Por vezes pergunto-me por que é que me deixei chegar até aqui, diz António de 73 anos (nome fictício). Andei a maior parte do tempo arrastado. Primeiro pelas mãos da minha mãe. Coitada, sofreu muito e morreu mais cedo do que eu, acrescenta. Depois pelas assistentes, porque o meu pai desapareceu assim que a minha mãe morreu, conta. E depois pelo tempo. Sim, o tempo também nos empurra, conclui.
As pessoas continuam a ter conversas sem sentido, diz Aurora de 82 anos (nome fictício) a residir num Lar. Passam o dia inteiro a falar da comida e do quanto horrível é. De as magoarem quando lhes enfiam a colher pela boca, refere. E dos filhos e dos netos que nunca aparecem. Não é tão diferente daquilo que foi a vida inteira. Sempre as mesmas conversas destemperadas, remata.
Já não me vejo ao espelho não sei há quanto tempo, diz Gertrudes de 68 anos (nome fictício). Percebi que estava velha quando o meu neto me disse precisamente isso. Nunca liguei muito a isso. A bem da verdade nunca liguei muito a grande parte das coisas, refere. O meu neto é assim parecido comigo. O que tem para dizer diz, acrescenta.
Quem é que eu sou?, pergunta. É essa a pergunta?, pergunta novamente. De certeza que quer mesmo saber isso?, diz Rudolfo de 81 anos (nome fictício). Deixe-me perguntar-lhe isto de volta - Quem é que acha que eu sou?, questiona-me. Fez-se silêncio durante alguns segundos. Os suficientes para Rudolfo dizer - Precisamente isso, um silêncio, refere. E adoraria que houvesse mais silêncio em meu redor. Valha-me a perda auditiva que vai sendo cada vez maior, conclui.
Estranha!? Curioso!! A vida, toda ela tem sido estranha. Por que é que continuam a dizer que eu é que sou estranha, diz Rafaela de 73 anos (nome fictício). Nunca precisei de nomes. Destes ou de outros, refere. Se me dizem que é autismo, pois que seja. Não creio que grande parte das pessoas saibam o que isso é. Nem eu própria! Sei o que eu sou. E ainda assim tenho dúvidas de muitas coisas, conclui.

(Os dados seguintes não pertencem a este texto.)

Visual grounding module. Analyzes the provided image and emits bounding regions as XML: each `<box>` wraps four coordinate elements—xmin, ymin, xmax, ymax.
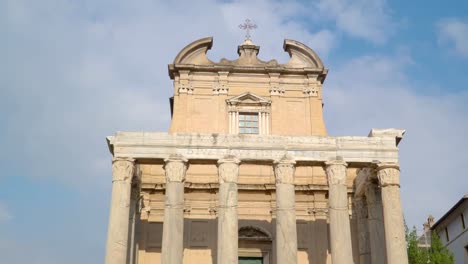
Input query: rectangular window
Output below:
<box><xmin>239</xmin><ymin>113</ymin><xmax>258</xmax><ymax>134</ymax></box>
<box><xmin>460</xmin><ymin>213</ymin><xmax>466</xmax><ymax>230</ymax></box>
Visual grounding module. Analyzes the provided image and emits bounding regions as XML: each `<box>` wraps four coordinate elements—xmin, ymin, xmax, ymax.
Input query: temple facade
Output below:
<box><xmin>106</xmin><ymin>38</ymin><xmax>408</xmax><ymax>264</ymax></box>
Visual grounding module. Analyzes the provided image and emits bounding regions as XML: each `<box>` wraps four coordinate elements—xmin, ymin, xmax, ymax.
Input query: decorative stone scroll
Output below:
<box><xmin>270</xmin><ymin>86</ymin><xmax>286</xmax><ymax>96</ymax></box>
<box><xmin>325</xmin><ymin>160</ymin><xmax>348</xmax><ymax>185</ymax></box>
<box><xmin>239</xmin><ymin>226</ymin><xmax>273</xmax><ymax>241</ymax></box>
<box><xmin>377</xmin><ymin>163</ymin><xmax>400</xmax><ymax>187</ymax></box>
<box><xmin>218</xmin><ymin>155</ymin><xmax>240</xmax><ymax>184</ymax></box>
<box><xmin>178</xmin><ymin>83</ymin><xmax>193</xmax><ymax>94</ymax></box>
<box><xmin>275</xmin><ymin>156</ymin><xmax>296</xmax><ymax>184</ymax></box>
<box><xmin>164</xmin><ymin>155</ymin><xmax>187</xmax><ymax>182</ymax></box>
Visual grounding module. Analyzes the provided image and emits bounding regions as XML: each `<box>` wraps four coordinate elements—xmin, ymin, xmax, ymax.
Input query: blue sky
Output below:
<box><xmin>0</xmin><ymin>0</ymin><xmax>468</xmax><ymax>264</ymax></box>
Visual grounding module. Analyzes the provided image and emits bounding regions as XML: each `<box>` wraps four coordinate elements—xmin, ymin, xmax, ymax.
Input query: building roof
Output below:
<box><xmin>431</xmin><ymin>194</ymin><xmax>468</xmax><ymax>230</ymax></box>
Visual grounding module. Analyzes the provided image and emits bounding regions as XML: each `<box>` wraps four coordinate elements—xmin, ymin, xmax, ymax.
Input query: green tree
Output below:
<box><xmin>405</xmin><ymin>225</ymin><xmax>430</xmax><ymax>264</ymax></box>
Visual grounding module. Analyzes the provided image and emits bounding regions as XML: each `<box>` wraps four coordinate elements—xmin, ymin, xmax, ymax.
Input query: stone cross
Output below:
<box><xmin>239</xmin><ymin>18</ymin><xmax>257</xmax><ymax>40</ymax></box>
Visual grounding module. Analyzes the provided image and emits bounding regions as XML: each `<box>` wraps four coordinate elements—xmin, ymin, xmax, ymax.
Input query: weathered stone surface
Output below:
<box><xmin>275</xmin><ymin>156</ymin><xmax>297</xmax><ymax>264</ymax></box>
<box><xmin>377</xmin><ymin>163</ymin><xmax>408</xmax><ymax>264</ymax></box>
<box><xmin>161</xmin><ymin>155</ymin><xmax>187</xmax><ymax>264</ymax></box>
<box><xmin>325</xmin><ymin>160</ymin><xmax>353</xmax><ymax>264</ymax></box>
<box><xmin>354</xmin><ymin>197</ymin><xmax>373</xmax><ymax>264</ymax></box>
<box><xmin>106</xmin><ymin>158</ymin><xmax>135</xmax><ymax>264</ymax></box>
<box><xmin>108</xmin><ymin>129</ymin><xmax>398</xmax><ymax>163</ymax></box>
<box><xmin>365</xmin><ymin>183</ymin><xmax>386</xmax><ymax>264</ymax></box>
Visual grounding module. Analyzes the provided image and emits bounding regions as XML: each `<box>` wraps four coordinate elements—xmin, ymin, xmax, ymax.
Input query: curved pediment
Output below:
<box><xmin>226</xmin><ymin>92</ymin><xmax>271</xmax><ymax>105</ymax></box>
<box><xmin>283</xmin><ymin>39</ymin><xmax>324</xmax><ymax>68</ymax></box>
<box><xmin>174</xmin><ymin>37</ymin><xmax>214</xmax><ymax>65</ymax></box>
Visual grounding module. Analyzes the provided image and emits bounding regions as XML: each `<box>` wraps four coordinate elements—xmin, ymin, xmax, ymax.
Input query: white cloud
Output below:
<box><xmin>0</xmin><ymin>0</ymin><xmax>335</xmax><ymax>190</ymax></box>
<box><xmin>0</xmin><ymin>201</ymin><xmax>13</xmax><ymax>223</ymax></box>
<box><xmin>317</xmin><ymin>0</ymin><xmax>395</xmax><ymax>43</ymax></box>
<box><xmin>436</xmin><ymin>18</ymin><xmax>468</xmax><ymax>57</ymax></box>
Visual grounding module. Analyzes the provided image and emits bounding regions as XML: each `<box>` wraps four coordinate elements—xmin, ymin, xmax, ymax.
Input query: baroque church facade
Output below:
<box><xmin>106</xmin><ymin>37</ymin><xmax>407</xmax><ymax>264</ymax></box>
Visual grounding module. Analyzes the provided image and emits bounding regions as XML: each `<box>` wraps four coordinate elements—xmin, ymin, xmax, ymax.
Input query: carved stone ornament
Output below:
<box><xmin>112</xmin><ymin>158</ymin><xmax>135</xmax><ymax>183</ymax></box>
<box><xmin>354</xmin><ymin>167</ymin><xmax>374</xmax><ymax>197</ymax></box>
<box><xmin>325</xmin><ymin>160</ymin><xmax>348</xmax><ymax>185</ymax></box>
<box><xmin>239</xmin><ymin>226</ymin><xmax>272</xmax><ymax>241</ymax></box>
<box><xmin>164</xmin><ymin>155</ymin><xmax>187</xmax><ymax>182</ymax></box>
<box><xmin>353</xmin><ymin>197</ymin><xmax>367</xmax><ymax>219</ymax></box>
<box><xmin>275</xmin><ymin>156</ymin><xmax>296</xmax><ymax>184</ymax></box>
<box><xmin>270</xmin><ymin>85</ymin><xmax>285</xmax><ymax>96</ymax></box>
<box><xmin>377</xmin><ymin>163</ymin><xmax>400</xmax><ymax>187</ymax></box>
<box><xmin>218</xmin><ymin>156</ymin><xmax>240</xmax><ymax>184</ymax></box>
<box><xmin>302</xmin><ymin>86</ymin><xmax>318</xmax><ymax>97</ymax></box>
<box><xmin>178</xmin><ymin>83</ymin><xmax>193</xmax><ymax>94</ymax></box>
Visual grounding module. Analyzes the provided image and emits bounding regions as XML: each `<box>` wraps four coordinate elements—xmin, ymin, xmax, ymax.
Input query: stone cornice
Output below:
<box><xmin>107</xmin><ymin>132</ymin><xmax>398</xmax><ymax>163</ymax></box>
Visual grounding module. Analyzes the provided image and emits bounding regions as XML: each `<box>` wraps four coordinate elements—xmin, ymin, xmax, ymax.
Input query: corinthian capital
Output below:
<box><xmin>325</xmin><ymin>160</ymin><xmax>348</xmax><ymax>185</ymax></box>
<box><xmin>218</xmin><ymin>156</ymin><xmax>240</xmax><ymax>184</ymax></box>
<box><xmin>377</xmin><ymin>163</ymin><xmax>400</xmax><ymax>187</ymax></box>
<box><xmin>275</xmin><ymin>156</ymin><xmax>296</xmax><ymax>184</ymax></box>
<box><xmin>164</xmin><ymin>154</ymin><xmax>187</xmax><ymax>182</ymax></box>
<box><xmin>112</xmin><ymin>158</ymin><xmax>135</xmax><ymax>183</ymax></box>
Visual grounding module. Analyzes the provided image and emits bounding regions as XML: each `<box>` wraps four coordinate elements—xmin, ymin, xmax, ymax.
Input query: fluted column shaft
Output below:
<box><xmin>377</xmin><ymin>163</ymin><xmax>408</xmax><ymax>264</ymax></box>
<box><xmin>325</xmin><ymin>160</ymin><xmax>353</xmax><ymax>264</ymax></box>
<box><xmin>354</xmin><ymin>197</ymin><xmax>374</xmax><ymax>264</ymax></box>
<box><xmin>161</xmin><ymin>155</ymin><xmax>187</xmax><ymax>264</ymax></box>
<box><xmin>275</xmin><ymin>157</ymin><xmax>297</xmax><ymax>264</ymax></box>
<box><xmin>106</xmin><ymin>158</ymin><xmax>135</xmax><ymax>264</ymax></box>
<box><xmin>366</xmin><ymin>183</ymin><xmax>386</xmax><ymax>264</ymax></box>
<box><xmin>217</xmin><ymin>156</ymin><xmax>240</xmax><ymax>264</ymax></box>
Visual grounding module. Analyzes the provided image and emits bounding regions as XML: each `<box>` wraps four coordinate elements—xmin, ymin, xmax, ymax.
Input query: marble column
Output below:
<box><xmin>377</xmin><ymin>163</ymin><xmax>408</xmax><ymax>264</ymax></box>
<box><xmin>354</xmin><ymin>196</ymin><xmax>373</xmax><ymax>264</ymax></box>
<box><xmin>106</xmin><ymin>158</ymin><xmax>135</xmax><ymax>264</ymax></box>
<box><xmin>366</xmin><ymin>182</ymin><xmax>386</xmax><ymax>264</ymax></box>
<box><xmin>161</xmin><ymin>155</ymin><xmax>187</xmax><ymax>264</ymax></box>
<box><xmin>325</xmin><ymin>160</ymin><xmax>353</xmax><ymax>264</ymax></box>
<box><xmin>127</xmin><ymin>186</ymin><xmax>140</xmax><ymax>264</ymax></box>
<box><xmin>275</xmin><ymin>156</ymin><xmax>297</xmax><ymax>264</ymax></box>
<box><xmin>217</xmin><ymin>156</ymin><xmax>240</xmax><ymax>264</ymax></box>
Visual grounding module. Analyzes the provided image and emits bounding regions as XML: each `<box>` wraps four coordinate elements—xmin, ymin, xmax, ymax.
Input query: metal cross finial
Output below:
<box><xmin>239</xmin><ymin>18</ymin><xmax>257</xmax><ymax>40</ymax></box>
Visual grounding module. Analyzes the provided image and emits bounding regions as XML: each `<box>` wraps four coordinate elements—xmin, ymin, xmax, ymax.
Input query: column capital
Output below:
<box><xmin>164</xmin><ymin>154</ymin><xmax>188</xmax><ymax>182</ymax></box>
<box><xmin>112</xmin><ymin>158</ymin><xmax>135</xmax><ymax>183</ymax></box>
<box><xmin>376</xmin><ymin>163</ymin><xmax>400</xmax><ymax>187</ymax></box>
<box><xmin>218</xmin><ymin>155</ymin><xmax>241</xmax><ymax>184</ymax></box>
<box><xmin>274</xmin><ymin>155</ymin><xmax>296</xmax><ymax>184</ymax></box>
<box><xmin>325</xmin><ymin>160</ymin><xmax>348</xmax><ymax>185</ymax></box>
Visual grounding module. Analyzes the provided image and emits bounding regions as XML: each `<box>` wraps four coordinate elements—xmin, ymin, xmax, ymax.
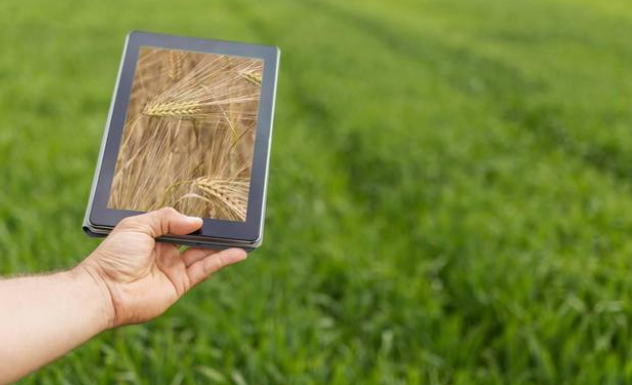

Inesperado?! Como assim, inesperado!? O facto de ter sabido do diagnóstico de autismo apenas aos 54? E de ter vivido estes últimos vinte anos com uma visão diferente do resto da primeira metade!? Não vejo porquê, diz Adelaide com 74 anos (nome fictício). Nunca senti que o sistema de saúde fosse capaz de responder às verdadeiras necessidades das pessoas. E muito menos na saúde mental, refere. Vi isso com dois dos meus filhos rapazes e que acabaram por se suicidar antes de completar os vinte e cinco anos, conclui.
Continuamos ao fim destes anos todos a nos encontrar, diz Julieta de 78 anos (nome fictício). A Sara (nome fictício) ficou viúva bastante cedo e a Carolina (nome fictício) casou com o Victor (nome fictício) já depois dos cinquenta anos, diz Julieta acerca dos seus amigos de sempre. Todos têm sensivelmente as mesmas idades. A Sara ficou muito abalada com a morte do marido e nunca quis perceber porquê, comenta. Ela não é nada diferente de mim, da Carolina e do Victor. Somos todos autistas, ainda que ela nunca tenha tido coragem de assumir, conclui.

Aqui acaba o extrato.